Our application reads and writes lots of encrypted files and we have created classes that implement InputStream and OutputStream to handle all these details. These implementation work fine (and are very convenient to use, by the way).
To be a bit more specific, when we write (in our OutputStream implementation), we utilize the Bouncy Castle (version 1.53) CMS classes and we compress, sign, encrypt, and sign again.
The problem we have is that we occasionally write large (>1GB after compression, 10+GB before compression) files and these can take 1+ hours to write. During this process, one CPU is pegged; the bottleneck is the compression step (based on profiling). It is not an option to not compress - we get good compression (better than 10x), these files are transported across a network (so much smaller is much faster), and we pay for storing these files essentially forever, so much smaller is cheaper.
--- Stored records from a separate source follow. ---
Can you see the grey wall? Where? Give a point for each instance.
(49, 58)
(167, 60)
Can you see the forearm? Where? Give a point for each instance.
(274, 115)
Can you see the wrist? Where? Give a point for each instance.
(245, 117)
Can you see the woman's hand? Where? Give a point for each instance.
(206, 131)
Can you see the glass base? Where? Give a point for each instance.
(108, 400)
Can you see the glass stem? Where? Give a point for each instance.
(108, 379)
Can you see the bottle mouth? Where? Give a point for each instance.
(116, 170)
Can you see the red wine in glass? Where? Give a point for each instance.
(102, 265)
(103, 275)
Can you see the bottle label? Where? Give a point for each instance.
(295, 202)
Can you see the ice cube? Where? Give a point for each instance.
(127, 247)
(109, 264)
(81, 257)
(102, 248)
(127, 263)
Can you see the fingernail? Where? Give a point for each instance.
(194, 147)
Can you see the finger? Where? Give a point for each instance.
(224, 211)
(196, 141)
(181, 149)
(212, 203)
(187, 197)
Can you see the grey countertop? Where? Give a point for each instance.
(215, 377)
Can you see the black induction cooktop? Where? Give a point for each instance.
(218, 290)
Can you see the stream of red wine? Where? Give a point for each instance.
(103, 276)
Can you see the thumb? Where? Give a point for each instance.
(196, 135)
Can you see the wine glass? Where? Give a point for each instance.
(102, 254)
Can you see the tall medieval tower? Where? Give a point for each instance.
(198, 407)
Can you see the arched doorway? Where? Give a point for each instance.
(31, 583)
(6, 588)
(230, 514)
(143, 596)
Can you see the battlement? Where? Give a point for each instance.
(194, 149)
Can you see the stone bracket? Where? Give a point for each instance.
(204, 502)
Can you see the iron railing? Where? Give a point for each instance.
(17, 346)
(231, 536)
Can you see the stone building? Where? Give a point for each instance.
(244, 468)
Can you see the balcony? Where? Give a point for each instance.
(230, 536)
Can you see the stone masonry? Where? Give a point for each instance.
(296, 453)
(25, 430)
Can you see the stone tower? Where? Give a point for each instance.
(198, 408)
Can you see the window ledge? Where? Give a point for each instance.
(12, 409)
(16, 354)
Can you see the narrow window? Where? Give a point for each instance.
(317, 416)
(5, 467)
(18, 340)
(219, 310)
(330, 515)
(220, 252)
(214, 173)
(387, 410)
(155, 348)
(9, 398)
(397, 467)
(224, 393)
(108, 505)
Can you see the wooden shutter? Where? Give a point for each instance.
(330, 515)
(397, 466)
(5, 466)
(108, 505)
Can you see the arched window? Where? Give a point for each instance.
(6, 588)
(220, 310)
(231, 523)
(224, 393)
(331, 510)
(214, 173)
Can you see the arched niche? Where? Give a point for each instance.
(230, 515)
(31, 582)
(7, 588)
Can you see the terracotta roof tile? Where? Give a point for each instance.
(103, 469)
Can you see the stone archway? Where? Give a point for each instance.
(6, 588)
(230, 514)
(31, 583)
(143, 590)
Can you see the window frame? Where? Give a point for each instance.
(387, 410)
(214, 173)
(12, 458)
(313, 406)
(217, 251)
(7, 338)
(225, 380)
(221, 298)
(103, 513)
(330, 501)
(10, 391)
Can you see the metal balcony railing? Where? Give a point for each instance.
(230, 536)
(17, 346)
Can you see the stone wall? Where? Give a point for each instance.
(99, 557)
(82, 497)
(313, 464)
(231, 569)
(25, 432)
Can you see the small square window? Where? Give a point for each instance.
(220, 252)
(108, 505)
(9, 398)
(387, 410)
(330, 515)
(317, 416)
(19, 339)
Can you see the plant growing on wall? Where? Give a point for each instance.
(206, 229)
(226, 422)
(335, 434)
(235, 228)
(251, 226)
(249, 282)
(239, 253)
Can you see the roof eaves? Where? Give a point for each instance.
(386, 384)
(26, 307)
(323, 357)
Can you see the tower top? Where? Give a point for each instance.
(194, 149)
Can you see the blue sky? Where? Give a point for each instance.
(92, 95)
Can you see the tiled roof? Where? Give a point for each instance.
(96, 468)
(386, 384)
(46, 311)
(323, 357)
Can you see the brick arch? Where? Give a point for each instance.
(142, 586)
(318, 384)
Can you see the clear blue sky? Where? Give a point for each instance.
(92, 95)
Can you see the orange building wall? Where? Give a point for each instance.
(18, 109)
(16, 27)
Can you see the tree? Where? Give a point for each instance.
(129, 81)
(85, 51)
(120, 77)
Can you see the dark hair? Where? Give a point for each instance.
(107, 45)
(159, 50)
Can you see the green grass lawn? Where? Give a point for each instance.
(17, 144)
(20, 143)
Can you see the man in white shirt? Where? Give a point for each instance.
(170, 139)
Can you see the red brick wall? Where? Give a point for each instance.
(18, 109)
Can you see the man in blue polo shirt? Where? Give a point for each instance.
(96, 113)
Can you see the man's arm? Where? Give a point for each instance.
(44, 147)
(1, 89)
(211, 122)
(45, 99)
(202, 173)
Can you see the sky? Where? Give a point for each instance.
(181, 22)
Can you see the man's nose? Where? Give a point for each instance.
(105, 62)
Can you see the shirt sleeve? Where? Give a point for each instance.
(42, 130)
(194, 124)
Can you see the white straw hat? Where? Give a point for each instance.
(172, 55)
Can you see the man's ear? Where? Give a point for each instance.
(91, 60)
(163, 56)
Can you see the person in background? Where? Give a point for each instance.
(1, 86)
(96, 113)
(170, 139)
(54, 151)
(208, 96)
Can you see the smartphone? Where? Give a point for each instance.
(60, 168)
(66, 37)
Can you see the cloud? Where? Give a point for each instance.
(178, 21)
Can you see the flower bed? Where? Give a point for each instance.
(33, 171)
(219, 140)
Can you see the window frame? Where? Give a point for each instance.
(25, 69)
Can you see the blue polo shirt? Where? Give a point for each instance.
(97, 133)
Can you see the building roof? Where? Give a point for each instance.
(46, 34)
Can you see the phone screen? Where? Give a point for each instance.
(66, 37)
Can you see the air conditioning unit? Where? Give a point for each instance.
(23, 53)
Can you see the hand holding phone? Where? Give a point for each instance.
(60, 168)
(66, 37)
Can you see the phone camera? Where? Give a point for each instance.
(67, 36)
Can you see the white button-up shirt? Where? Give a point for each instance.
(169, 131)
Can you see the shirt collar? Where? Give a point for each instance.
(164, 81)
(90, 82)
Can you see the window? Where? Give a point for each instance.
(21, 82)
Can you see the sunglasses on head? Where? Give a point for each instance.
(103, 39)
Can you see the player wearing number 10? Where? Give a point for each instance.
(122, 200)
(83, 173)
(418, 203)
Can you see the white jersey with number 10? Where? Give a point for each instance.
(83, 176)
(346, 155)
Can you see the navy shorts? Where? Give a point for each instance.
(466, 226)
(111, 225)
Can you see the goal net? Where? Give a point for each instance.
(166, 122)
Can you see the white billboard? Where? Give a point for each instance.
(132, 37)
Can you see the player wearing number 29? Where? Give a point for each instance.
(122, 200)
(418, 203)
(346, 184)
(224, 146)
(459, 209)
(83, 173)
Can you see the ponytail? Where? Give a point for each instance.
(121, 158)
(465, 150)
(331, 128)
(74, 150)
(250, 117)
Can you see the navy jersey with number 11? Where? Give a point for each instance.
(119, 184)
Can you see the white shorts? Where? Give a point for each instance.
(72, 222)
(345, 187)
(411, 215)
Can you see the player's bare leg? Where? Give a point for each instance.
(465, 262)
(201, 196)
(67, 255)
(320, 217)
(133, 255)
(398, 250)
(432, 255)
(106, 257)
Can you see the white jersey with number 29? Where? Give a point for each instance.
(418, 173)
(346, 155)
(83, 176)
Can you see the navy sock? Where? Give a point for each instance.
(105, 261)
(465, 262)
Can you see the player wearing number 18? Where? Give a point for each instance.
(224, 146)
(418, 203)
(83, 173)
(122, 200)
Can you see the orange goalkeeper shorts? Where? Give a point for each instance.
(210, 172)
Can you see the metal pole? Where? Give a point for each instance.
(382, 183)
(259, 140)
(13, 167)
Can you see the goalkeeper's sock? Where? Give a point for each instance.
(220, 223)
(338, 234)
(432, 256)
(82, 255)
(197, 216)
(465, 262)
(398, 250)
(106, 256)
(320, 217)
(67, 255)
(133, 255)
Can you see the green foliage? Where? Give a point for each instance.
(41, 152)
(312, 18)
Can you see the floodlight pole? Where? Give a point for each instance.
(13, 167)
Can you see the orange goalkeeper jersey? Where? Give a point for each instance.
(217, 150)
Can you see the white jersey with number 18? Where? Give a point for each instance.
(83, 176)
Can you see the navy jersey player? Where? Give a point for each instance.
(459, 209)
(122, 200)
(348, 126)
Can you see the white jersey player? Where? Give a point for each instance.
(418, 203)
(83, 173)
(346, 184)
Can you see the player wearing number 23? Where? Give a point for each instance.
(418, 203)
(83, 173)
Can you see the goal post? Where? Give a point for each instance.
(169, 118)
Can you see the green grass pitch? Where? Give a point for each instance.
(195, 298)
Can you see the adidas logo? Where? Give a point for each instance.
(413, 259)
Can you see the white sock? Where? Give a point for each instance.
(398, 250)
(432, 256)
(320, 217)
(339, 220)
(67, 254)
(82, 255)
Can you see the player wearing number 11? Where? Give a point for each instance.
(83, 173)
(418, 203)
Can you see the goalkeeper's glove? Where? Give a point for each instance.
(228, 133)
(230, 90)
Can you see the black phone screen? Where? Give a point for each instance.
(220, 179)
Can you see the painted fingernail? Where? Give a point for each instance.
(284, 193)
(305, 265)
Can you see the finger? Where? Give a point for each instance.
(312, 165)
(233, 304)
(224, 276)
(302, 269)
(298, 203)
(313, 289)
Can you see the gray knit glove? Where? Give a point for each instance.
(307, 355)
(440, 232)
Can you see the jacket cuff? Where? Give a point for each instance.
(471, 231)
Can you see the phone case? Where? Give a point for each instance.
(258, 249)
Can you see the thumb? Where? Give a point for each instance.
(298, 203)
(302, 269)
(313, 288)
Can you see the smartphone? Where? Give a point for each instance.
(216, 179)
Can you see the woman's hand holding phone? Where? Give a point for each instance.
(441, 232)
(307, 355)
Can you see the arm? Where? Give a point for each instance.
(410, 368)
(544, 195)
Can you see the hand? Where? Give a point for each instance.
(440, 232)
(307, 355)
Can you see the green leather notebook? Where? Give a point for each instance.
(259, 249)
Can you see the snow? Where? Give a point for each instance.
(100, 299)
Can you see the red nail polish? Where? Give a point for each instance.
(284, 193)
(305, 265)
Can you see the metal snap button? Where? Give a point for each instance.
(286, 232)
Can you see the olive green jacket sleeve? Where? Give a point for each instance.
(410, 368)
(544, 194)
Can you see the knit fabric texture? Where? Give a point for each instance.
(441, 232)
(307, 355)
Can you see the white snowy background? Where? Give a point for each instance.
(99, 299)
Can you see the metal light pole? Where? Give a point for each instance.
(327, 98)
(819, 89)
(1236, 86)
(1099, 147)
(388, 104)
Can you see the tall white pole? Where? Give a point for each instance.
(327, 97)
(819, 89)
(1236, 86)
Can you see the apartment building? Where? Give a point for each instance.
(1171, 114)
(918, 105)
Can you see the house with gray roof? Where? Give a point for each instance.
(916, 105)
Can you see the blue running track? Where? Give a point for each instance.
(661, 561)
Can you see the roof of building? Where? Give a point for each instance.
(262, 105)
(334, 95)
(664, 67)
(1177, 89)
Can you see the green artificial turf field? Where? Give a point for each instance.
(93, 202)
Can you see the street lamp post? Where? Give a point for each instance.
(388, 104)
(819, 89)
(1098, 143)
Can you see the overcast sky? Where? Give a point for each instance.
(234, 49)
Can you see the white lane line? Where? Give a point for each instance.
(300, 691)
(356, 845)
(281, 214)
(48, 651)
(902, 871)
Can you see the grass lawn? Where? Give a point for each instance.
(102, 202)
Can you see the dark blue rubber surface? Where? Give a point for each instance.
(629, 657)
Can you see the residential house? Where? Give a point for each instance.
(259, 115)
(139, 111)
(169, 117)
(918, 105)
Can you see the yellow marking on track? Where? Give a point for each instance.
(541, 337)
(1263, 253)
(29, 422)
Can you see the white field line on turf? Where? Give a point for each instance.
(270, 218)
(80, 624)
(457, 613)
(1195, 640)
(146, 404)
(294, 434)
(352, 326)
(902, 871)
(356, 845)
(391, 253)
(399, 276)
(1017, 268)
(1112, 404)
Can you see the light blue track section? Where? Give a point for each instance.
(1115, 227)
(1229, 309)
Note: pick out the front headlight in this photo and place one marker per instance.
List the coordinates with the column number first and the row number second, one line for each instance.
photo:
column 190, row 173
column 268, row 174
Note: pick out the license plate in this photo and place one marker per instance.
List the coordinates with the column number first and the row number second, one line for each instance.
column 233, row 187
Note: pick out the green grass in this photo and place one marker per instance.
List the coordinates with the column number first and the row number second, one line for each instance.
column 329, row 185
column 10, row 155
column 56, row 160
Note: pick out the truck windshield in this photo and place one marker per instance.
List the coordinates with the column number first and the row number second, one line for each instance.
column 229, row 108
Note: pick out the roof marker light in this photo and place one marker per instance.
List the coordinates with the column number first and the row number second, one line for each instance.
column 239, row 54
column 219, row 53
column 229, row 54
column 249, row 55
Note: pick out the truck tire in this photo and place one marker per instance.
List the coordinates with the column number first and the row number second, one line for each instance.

The servers that we typically run this code on are AWS EC2 c5.4xlarge instances, which have lots of memory and 16 CPUs.
Here is the code for where we set up the compression:
import org.bouncycastle.cms.CMSCompressedDataStreamGenerator;
CMSCompressedDataStreamGenerator compressedGenerator = new CMSCompressedDataStreamGenerator();
compressedStream = compressedGenerator.open(signedStream, new ZlibCompressor());
We have run into similar situation where we GZIP (rather than encrypt) large files. We have successfully worked around this performance bottleneck by using a parallel GZIP writer. With the parallel GZIP writer, we can effectively utilize all available CPUs and complete the compression in a fraction of the time compared to using the JDK default implementation.
The question:
- Is there a way to configure/invoke Bouncy Castle to parallelize the ZlibCompressor?
- Is there a different Bouncy Castle compressor that we can/should use that will provide equivalent compression and significantly improve throughput?